Cities and communities are increasingly moving to a resilience model for emergency preparedness. This means that preparing ahead of time is preferable to relying on a traditional risk-reward model.
Resilience has two phases: the first is where most communities are currently. They have a person and/or department that oversees emergency preparedness. They conduct drills, plan for the deployment of resources, educate and encourage the public to be prepared and train their first responders; phase two is initiating a vision for the post event wherein the city-state recovers and thrives as a result of the crisis.
One of the main proponents of this new strategy is the well-known Rockefeller Foundation. The have funded 100 cities globally to appoint a Resilience Officer.

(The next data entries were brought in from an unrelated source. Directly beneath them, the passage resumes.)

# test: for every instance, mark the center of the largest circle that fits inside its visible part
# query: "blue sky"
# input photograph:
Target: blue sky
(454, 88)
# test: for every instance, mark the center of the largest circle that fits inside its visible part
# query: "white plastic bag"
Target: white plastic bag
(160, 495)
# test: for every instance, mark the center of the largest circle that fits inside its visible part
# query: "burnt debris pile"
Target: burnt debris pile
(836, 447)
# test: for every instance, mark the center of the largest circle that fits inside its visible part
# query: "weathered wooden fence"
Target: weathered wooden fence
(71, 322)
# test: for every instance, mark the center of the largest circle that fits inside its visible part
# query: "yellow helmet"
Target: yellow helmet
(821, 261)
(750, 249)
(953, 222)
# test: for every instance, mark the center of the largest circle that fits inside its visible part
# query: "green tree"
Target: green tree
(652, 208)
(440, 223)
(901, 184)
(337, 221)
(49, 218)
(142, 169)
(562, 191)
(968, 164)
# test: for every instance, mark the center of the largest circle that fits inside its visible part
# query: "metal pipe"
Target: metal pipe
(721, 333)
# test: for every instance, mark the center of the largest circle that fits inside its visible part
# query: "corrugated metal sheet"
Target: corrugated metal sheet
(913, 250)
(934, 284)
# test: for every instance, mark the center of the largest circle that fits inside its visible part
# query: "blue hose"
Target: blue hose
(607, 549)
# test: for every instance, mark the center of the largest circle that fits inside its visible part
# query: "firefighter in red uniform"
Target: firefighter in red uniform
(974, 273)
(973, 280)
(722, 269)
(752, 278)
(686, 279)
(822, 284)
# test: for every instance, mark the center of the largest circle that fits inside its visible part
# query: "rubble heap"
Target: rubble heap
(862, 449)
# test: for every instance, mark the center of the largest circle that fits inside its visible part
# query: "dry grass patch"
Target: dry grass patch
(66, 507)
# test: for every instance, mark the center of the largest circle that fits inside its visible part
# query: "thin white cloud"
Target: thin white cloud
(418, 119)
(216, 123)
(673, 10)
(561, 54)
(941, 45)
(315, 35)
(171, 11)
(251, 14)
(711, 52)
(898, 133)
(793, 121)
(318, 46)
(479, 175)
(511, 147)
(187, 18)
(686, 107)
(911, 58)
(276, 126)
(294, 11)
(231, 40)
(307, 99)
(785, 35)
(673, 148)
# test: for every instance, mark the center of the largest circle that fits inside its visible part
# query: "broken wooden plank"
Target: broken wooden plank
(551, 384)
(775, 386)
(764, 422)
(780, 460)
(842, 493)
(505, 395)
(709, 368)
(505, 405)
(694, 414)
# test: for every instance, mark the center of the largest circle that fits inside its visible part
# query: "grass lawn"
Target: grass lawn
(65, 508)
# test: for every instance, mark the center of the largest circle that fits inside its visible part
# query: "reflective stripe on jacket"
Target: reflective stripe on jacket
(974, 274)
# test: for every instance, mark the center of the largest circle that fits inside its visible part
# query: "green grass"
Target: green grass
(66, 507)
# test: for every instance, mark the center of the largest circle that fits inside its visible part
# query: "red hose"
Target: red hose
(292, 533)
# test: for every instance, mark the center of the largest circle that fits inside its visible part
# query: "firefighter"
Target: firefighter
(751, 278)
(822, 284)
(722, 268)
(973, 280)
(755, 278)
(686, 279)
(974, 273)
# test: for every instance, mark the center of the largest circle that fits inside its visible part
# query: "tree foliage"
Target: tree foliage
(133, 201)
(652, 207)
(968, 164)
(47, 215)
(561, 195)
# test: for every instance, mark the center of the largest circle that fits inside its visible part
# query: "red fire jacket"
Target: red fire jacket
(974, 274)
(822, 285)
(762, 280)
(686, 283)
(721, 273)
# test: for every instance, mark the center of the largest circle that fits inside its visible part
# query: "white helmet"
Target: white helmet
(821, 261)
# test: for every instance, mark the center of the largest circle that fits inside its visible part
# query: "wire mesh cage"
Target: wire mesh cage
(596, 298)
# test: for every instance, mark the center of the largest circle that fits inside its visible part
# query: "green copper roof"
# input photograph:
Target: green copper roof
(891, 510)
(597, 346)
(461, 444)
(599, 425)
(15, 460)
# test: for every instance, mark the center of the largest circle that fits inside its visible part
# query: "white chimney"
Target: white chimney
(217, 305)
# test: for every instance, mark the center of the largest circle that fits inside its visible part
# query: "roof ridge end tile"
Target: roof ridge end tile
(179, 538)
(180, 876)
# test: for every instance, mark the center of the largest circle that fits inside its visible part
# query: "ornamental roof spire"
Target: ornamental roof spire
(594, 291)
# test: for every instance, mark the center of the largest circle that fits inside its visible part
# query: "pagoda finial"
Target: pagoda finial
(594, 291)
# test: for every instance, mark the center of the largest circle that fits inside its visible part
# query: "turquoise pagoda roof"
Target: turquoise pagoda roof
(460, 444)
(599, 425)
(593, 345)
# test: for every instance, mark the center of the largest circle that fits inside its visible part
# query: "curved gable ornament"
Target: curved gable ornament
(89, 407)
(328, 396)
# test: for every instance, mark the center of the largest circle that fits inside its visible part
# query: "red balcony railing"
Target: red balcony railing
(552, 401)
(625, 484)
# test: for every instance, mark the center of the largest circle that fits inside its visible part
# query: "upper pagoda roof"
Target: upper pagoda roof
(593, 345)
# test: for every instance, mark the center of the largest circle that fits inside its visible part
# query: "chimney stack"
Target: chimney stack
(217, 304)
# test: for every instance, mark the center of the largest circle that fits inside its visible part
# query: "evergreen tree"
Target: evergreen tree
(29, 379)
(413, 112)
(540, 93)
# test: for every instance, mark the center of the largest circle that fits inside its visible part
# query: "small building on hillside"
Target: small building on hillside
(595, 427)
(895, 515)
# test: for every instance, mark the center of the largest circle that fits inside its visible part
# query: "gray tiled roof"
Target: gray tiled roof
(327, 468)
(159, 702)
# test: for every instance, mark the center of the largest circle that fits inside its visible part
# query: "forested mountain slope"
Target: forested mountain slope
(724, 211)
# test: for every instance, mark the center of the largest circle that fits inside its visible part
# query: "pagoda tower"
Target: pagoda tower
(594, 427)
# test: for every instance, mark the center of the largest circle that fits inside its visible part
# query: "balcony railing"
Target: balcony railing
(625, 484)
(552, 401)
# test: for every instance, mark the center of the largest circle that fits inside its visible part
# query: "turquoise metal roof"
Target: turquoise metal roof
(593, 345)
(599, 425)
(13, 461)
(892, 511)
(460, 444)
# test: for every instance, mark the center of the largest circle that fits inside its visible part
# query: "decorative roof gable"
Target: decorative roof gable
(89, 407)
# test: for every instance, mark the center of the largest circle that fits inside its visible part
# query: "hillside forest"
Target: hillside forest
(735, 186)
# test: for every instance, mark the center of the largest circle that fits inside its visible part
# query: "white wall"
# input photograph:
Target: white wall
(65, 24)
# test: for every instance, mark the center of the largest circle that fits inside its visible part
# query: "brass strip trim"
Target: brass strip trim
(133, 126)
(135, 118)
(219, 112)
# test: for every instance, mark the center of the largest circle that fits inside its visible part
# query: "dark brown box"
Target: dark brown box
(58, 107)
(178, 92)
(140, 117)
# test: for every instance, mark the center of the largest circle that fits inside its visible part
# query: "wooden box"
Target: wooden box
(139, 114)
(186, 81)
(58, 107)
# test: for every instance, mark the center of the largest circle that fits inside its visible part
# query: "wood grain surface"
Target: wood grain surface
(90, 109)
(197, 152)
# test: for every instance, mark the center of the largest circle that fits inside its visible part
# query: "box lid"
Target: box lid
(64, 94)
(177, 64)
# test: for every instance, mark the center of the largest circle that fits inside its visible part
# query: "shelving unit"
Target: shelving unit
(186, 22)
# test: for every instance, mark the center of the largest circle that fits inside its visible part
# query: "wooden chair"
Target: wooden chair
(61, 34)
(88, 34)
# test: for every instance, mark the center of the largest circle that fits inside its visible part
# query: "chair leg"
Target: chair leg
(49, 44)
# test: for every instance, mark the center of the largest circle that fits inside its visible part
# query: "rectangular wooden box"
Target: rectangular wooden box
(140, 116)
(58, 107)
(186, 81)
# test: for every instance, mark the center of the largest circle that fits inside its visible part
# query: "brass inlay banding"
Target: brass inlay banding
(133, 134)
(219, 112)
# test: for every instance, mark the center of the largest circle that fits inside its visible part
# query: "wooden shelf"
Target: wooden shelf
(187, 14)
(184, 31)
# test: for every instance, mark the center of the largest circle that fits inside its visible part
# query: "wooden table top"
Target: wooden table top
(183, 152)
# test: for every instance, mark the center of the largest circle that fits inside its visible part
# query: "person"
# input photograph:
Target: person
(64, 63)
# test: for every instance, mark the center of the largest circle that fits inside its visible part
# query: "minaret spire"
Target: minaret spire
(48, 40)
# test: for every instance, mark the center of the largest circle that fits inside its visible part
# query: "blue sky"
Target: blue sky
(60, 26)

Many North American cities have a Chief Resilience Officer who is paid by the Rockefeller Foundation.
When a city adopts a resilience model it means that it may go as far determining that the city is more vulnerable to a disaster because of income inequality in the city or it may initiate community gardens to ensure that the food supply survives a natural disaster. Resilience is going beyond reacting on the day or week of the disaster to building a society that can keep going the day after the disaster.
Until recently, the risk and reward model was very much the de rigueur when it came to earthquakes. At a recent government-sponsored meeting I attended on Earthquake Early Warning remarked that the Early Warning System could never be used and may be completely forgotten 200 years from now.
He makes a point worth considering: how far do we want to get away from the current paradigm of risk reward -emergency preparedness model to the resilience model for earthquakes? Yes, floods are inevitable for New Orleans and Hurricanes for Florida. But is the Big One a certainty and to what degree should we spend today's wealth on managing its aftermath?